Assignment 3a: Revision of block 3

Due: Friday the 23th of November 2017 23:59 p.m.

  • Please name your ipython notebook with the following naming convention: ASSIGNMENT_3a_FIRSTNAME_LASTNAME.ipynb*

  • Please submit your assignment (notebooks of part 1 and 2 + additional files) as a single .zip file using this google form*

  • If you have questions about this topic, please refer to the forum on the Canvas site.

In this block, we covered a lot of ground:

  • Chapter 11 - Functions and scope
  • Chapter 12 - Importing external modules
  • Chapter 13 - Working with Python scripts
  • Chapter 14 - Reading and writing text files
  • Chapter 15 - Off to analyzing text

In this assignment, you will first complete a number of small exercises about each chapter to make sure you are familiar with the most important concepts. In the second part of the assignment, you will apply your newly acquired skills to write your very own text processing program (ASSIGNMENT-3b) :-). But don't worry, there will be instructions and hints along the way.

Part 1: Practicing some core notions

In the first part of this assignment, you will be revising some of the basic notions we covered in the previous chapters. Most of the exercises can be completed rather quickly. If you get stuck, you should be able to complete them by going bach to the chapters. The Purpose of this part is to make you gain some practice and confidence so you are all set and ready to move on to part 2 of the assignment - processing and analyzing some text!

Functions & scope

Excercise 1:

Define a function called split_sort_text which takes a string as input, splits it at space charaters and returns all the unique words in the string in alphabetical order.
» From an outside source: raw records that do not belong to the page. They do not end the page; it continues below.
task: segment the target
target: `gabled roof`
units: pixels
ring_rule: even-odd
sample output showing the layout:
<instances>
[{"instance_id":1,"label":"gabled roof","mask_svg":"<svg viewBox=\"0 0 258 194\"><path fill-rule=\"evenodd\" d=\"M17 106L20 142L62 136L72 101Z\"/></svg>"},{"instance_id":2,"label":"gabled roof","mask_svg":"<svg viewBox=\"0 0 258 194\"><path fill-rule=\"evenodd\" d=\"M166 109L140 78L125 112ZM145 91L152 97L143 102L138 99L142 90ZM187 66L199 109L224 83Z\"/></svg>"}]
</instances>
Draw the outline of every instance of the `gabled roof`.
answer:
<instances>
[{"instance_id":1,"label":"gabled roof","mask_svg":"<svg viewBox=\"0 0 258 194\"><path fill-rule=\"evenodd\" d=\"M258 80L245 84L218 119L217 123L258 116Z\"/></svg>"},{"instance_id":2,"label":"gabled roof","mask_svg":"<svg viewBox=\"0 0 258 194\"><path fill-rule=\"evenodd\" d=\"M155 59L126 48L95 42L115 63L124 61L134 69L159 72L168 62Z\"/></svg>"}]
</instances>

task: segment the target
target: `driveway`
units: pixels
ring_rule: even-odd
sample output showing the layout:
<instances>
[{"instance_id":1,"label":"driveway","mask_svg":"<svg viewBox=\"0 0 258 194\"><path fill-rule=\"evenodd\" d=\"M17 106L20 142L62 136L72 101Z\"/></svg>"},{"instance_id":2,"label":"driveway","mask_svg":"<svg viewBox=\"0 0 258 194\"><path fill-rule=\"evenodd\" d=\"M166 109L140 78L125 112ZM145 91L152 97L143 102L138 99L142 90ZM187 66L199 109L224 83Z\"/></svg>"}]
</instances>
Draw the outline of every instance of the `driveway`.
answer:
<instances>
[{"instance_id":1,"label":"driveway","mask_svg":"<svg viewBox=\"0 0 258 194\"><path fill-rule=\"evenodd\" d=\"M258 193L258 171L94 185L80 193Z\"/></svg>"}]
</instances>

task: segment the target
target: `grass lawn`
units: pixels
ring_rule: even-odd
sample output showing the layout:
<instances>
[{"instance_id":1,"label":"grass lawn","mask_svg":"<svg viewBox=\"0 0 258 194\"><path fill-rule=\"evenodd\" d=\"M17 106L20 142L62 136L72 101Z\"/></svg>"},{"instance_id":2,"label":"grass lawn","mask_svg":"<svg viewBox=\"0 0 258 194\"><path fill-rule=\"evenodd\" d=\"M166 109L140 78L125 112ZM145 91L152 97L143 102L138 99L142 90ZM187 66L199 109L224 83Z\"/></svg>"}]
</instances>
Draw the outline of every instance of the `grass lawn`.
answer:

  • Hint 1: There is a specific python container which does not allow for duplicates and simply removes them. Use this one.
  • Hint 2: There is a function which sorts items in an interable called 'sorted'. Look at the documentation to see how it is used.
  • Hint 3: Don't forget to write a docstring (here and in all future functions - we won't remind you every single time).
  • Hint 4: test your function

In [ ]:
# your code here

Working with external modules

Exercise 2

NLTK offers a way of using WordNet in python. Do some research (using google, because quite frankly, that's what we do very often) and see if you can find out how import it. WordNet is a computational lexicon which organizes words according to their senses (collected in synsets). See if you can print all the synsets (i.e. entries) of the word 'dog'.


In [ ]:
# your code here

Working with python scripts

Exercise 3

a.) Define a function called count which counts the words in a string. Do not use NLTK just yet. Find a way to test it.

  • Hint 1: Write a helper-function called preprocess which preprocesses the string (split it, remove punctuation, return it in a container that you think works best for the next steps).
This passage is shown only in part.